My own theories regarding medicine are that what is mainly needed is what TR called "trust busting", the most major piece of which involves the trial lawyers' guild and the BS lawsuits which double the cost of all medicine in America straight off the bat. The trial lawyers' guild of course is one of the two major financial pillars of the dem party, the other being the NEA.
Nonetheless there is another data point which says that pretty much all I ever hear or read from countries which actually have anything like Hillary-Care is grief and heartache. One Canadian soldier noted that the govt. there would allow him to spend his own money on McDonalds food, booze, drugs, or any number of things which would harm his body but not on medicine to heal it, which is now a sort of a thought-crime in Canada. Reports from England are no better:
http://www.worldnetdaily.com/news/article.asp?ARTICLE_ID=58379
THEIR GOVERNMENT AT WORK
Brits in record numbers go abroad for health care
Long waiting lists, substandard treatment, increasing threat from hospital superbugs
© 2007 WorldNetDaily.com
Filmmaker Michael Moore praises the UK's National Health Service as a model for the U.S. in his latest film, "Sicko," but record numbers of British citizens have apparently not seen the movie and are going abroad and paying out of their own pockets to obtain better health care.

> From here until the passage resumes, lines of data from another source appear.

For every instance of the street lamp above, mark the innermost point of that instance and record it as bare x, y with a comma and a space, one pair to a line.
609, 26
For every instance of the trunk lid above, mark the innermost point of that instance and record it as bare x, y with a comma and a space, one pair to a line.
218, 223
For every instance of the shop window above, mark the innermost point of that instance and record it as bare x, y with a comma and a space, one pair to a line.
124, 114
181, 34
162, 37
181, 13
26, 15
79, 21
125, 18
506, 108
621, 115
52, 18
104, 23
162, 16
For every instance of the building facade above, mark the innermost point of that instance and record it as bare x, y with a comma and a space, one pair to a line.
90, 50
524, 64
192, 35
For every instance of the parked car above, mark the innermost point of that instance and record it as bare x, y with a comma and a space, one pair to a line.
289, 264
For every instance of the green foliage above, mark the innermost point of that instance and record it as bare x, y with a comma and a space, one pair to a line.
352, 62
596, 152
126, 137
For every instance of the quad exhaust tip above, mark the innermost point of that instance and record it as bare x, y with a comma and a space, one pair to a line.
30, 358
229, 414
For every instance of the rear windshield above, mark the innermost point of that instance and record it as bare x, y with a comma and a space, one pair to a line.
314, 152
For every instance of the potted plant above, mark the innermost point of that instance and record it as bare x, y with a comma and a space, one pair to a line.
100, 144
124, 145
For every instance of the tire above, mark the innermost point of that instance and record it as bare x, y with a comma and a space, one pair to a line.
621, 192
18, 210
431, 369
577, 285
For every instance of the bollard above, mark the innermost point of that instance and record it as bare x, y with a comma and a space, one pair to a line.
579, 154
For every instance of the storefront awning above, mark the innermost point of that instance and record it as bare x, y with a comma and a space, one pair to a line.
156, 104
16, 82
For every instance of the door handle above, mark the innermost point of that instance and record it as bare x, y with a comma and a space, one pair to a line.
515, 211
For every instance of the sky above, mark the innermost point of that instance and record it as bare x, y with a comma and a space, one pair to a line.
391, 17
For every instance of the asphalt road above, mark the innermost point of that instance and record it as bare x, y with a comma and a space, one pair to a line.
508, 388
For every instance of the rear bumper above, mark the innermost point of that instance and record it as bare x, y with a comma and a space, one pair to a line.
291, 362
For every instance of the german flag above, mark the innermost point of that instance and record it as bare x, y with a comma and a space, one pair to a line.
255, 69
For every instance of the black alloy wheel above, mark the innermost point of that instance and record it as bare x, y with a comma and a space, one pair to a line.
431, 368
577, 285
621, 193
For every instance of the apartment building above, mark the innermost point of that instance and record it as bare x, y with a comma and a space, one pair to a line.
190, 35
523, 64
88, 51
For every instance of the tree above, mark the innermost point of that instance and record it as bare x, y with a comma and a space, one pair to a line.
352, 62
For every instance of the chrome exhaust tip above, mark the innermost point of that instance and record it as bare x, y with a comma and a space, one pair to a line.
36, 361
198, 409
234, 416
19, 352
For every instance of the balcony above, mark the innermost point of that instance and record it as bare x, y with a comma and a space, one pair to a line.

More than 70,000 Britons will have treatment abroad this year, the London Sunday Telegraph reported, a number that is forecast to rise to 200,000 by 2010.
In the first survey of its kind in the UK, Britons said long waits for treatment by the NHS and fears of the growing hospital-infection crisis were the primary reasons they chose to seek medical care elsewhere.
India is the most popular destination for surgery, followed by Hungary, Turkey, Germany, Malaysia, Poland and Spain. According to the survey conducted by Treatment Abroad, "health tourists" from the UK travel to 48 countries.
The NHS is coming under increased criticism for its failure to provide health care. Cases of the superbug Clostridium difficile have increased 500 percent in the last 10 years and are expected to climb above the 55,000 cases reported in 2006.
Long waiting periods for surgery have imposed a de facto rationing system on medical treatment. Last month, a British man was told he did not qualify for a simple surgery because he was a smoker.
Costs for the NHS have risen due to increased bureaucracy that prevents nurses from seeing patients and increased compensation to general practitioners that have seen their earnings rise over 50 percent in the last three years.
Health tourists are courted on the Internet by foreign doctors and hospitals that offer consultations online or with agents in the UK. Cost of a heart-bypass operation in India, including the flight and hotel, are less than half what the same would cost at a private British hospital. The shortage of dentists in Britain is being met by dentists in Hungary.
"The confidence that the public has in NHS hospitals has been shattered by the growth of hospital infections and this government's failure to make a real commitment to tackling it," said Katherine Murphy, of the Patients' Association. "People are simply frightened of going to NHS hospitals, so I am not surprised the numbers going abroad are increasing so rapidly. My fear is that most people can't afford to have private treatment - whether in this country or abroad."
In the survey, almost all of those who obtained treatment abroad said they would do it again.